LOS ANGELES (Christian Examiner) – A Vanity Fair writer says Marvel made a mistake in its latest movie by not at least implying that Captain America could be gay – if not writing his homosexuality directly into the script.
"Captain America: Civil War" grossed $179 million over the weekend, and in it Steve Rogers (a.k.a. Captain America) makes his heterosexuality well-known when he kisses Sharon Carter.
The Vanity Fair writer, Joanna Robinson, covers Hollywood and said there is an "intensely devoted section of the Captain America fan base who consider Bucky Barnes" – and not any other woman "to be the true object of Steve Rogers' ... affection." Barnes is Captain America's friend in the series and also known as Winter Solder.
The rumor about Captain America's sexuality was advanced when "Civil War" directors Joe and Anthony Russo refused to address it during interviews with the media, Robinson wrote.
"[But ] doesn' t Captain America: Civil War go out of its way to 'define' Bucky and Steve's relationship when Cap smooches Sharon Carter (Emily VanCamp) while Bucky looks on approvingly?" Robinson asked in her column. "Where's the room for interpretation in that moment? ...Marvel seems to think it has to have its heroes in heterosexual love affairs in order to maximize audience appeal."
The kiss, Robinson argued, seemed out of place.
"So while Marvel was likely never going to make the homoerotic subtext of Cap and Bucky into text, would it really have hurt to keep their relationship more ambiguous?" she asked. "As if to put the nail in the coffin of speculation, Bucky and Cap paused for a moment in the middle of snowy Siberia to reminisce about their days chasing skirts in pre-War Brooklyn. It's a sweet, human bonding moment but one that also bristles with heterosexual virility.

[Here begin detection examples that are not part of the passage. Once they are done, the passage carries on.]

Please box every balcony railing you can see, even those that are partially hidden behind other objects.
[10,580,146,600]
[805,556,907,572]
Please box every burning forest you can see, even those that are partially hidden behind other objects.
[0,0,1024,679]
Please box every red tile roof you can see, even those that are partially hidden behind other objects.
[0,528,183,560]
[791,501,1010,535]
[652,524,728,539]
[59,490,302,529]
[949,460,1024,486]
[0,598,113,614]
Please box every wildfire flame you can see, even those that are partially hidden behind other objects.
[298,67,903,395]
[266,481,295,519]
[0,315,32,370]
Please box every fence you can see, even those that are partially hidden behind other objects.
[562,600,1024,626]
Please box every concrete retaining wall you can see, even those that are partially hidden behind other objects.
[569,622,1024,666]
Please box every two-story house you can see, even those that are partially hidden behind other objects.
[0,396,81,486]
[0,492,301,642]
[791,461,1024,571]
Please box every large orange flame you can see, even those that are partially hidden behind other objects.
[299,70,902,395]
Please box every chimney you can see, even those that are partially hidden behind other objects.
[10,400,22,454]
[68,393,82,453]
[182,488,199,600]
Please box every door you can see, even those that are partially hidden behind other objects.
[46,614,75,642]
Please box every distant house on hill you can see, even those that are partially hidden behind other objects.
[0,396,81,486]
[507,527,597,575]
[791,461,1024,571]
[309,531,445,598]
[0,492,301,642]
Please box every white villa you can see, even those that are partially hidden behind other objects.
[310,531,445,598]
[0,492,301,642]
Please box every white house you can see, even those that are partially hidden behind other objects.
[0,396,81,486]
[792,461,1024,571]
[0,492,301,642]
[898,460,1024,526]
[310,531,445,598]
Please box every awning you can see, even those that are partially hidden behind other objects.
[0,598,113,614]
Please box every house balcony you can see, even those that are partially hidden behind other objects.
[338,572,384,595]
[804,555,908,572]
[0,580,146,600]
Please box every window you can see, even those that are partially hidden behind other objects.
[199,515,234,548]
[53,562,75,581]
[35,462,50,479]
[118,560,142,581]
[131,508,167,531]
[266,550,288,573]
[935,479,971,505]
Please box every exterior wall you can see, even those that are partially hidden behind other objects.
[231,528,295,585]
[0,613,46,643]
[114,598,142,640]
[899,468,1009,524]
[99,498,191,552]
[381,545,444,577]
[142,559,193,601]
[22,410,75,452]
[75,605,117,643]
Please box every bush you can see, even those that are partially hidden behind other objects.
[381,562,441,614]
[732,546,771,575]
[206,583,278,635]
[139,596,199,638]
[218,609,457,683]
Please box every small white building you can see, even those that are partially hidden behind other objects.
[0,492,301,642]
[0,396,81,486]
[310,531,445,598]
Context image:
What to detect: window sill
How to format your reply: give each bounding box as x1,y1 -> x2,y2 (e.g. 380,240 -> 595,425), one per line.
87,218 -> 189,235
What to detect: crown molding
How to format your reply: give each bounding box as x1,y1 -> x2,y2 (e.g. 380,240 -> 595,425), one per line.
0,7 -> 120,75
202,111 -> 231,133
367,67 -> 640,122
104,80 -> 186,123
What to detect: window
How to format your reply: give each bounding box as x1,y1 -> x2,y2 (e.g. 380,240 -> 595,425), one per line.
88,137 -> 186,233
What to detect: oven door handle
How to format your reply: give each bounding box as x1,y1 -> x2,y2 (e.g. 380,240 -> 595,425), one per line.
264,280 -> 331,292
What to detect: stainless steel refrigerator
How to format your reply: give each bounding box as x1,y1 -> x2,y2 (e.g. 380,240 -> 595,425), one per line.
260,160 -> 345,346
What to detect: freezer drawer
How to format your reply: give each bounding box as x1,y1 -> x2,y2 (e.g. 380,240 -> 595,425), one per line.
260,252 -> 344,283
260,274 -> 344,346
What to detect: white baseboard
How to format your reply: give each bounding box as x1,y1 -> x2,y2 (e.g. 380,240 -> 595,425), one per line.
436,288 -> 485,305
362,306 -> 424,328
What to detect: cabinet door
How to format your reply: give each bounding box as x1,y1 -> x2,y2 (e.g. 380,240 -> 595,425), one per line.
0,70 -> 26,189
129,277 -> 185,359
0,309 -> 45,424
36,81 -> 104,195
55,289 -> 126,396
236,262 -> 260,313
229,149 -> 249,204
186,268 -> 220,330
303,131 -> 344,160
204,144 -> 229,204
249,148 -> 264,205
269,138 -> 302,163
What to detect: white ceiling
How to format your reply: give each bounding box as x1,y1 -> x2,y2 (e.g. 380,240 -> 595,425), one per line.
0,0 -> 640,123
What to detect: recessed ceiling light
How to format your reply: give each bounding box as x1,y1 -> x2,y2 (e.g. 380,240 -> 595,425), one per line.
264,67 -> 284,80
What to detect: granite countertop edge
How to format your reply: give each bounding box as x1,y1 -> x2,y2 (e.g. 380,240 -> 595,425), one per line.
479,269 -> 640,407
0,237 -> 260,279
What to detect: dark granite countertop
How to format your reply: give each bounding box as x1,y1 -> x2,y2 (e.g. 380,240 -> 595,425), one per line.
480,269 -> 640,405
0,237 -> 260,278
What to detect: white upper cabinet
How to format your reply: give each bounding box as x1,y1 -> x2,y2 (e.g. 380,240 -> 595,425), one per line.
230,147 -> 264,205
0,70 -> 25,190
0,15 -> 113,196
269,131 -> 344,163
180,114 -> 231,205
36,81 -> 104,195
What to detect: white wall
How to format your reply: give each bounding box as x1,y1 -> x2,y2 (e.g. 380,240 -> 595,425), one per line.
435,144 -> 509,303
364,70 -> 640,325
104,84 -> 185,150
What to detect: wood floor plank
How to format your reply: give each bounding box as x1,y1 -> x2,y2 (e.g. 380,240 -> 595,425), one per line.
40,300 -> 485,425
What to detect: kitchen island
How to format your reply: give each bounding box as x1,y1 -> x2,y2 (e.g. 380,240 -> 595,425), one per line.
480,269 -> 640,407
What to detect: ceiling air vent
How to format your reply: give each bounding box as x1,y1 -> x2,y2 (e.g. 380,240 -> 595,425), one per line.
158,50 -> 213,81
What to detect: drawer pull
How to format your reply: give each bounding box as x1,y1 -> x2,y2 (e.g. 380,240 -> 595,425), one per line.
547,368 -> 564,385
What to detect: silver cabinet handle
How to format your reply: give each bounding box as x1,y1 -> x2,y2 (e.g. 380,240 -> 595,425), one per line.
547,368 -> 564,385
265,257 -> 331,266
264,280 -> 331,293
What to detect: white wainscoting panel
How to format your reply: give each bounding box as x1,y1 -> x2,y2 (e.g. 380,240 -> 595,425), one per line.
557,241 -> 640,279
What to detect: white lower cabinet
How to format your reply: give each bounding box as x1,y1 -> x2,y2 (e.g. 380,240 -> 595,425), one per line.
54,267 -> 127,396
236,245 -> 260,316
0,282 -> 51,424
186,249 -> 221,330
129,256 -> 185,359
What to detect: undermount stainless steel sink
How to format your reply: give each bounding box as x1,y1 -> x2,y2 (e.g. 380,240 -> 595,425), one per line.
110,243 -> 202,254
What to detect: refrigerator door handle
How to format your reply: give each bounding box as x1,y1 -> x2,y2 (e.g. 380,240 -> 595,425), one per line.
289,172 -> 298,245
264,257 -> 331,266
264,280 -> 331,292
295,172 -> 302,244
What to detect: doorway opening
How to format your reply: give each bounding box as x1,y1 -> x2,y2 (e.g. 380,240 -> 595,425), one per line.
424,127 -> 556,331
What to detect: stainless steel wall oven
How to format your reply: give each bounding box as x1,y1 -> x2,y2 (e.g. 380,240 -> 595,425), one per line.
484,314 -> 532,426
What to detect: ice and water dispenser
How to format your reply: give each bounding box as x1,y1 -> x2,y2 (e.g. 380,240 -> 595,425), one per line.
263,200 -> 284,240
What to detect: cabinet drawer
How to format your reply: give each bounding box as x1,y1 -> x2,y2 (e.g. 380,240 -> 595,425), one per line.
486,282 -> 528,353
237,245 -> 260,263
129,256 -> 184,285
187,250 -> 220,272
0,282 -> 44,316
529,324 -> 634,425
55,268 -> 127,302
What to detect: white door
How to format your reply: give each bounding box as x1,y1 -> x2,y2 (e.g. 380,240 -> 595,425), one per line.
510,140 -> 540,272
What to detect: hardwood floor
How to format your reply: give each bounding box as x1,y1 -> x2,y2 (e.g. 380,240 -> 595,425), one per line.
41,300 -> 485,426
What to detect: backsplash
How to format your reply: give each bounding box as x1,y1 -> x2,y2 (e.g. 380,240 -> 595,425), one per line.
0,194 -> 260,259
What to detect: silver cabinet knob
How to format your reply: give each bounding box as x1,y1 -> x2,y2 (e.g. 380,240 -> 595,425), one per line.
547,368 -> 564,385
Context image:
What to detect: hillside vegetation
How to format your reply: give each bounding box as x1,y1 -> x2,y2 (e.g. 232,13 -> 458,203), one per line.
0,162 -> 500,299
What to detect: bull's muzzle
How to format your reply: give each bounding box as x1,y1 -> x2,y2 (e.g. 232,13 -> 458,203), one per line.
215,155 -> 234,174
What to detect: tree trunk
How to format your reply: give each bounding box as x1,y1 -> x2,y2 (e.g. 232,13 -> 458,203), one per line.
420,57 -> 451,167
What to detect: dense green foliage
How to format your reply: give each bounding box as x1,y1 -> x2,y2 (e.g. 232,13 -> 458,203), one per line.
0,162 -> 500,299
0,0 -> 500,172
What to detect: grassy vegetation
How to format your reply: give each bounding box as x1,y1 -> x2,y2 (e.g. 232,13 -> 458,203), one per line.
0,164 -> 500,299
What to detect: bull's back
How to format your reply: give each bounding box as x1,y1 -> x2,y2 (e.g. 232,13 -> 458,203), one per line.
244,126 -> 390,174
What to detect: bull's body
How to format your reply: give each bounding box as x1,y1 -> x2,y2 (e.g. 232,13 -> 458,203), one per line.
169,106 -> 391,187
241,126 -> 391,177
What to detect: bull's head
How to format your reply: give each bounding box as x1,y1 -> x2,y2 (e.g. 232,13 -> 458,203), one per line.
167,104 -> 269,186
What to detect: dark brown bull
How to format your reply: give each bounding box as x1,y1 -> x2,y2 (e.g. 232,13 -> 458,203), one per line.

If Disney isn't inclined to give audiences a gay superhero, couldn't they have at least left us the dream of Bucky and Cap?"
But while Captain America apparently isn't gay, Joe Russo said in a recent interview that future Marvel movies likely will include gay superheroes.
"I think the chances are strong," Joe Russo told Collider . "I mean, it's incumbent upon us as storytellers who are making mass-appeal movies to make mass-appeal movies, and to diversify as much as possible.
"It's sad in the way that Hollywood lags behind other industries so significantly, one because you think that it would be a progressive industry, and two it's such a visible industry," Russo said. "So I think it's important that on all fronts we keep pushing for diversification because then the storytelling becomes more interesting, more rich, and more truthful."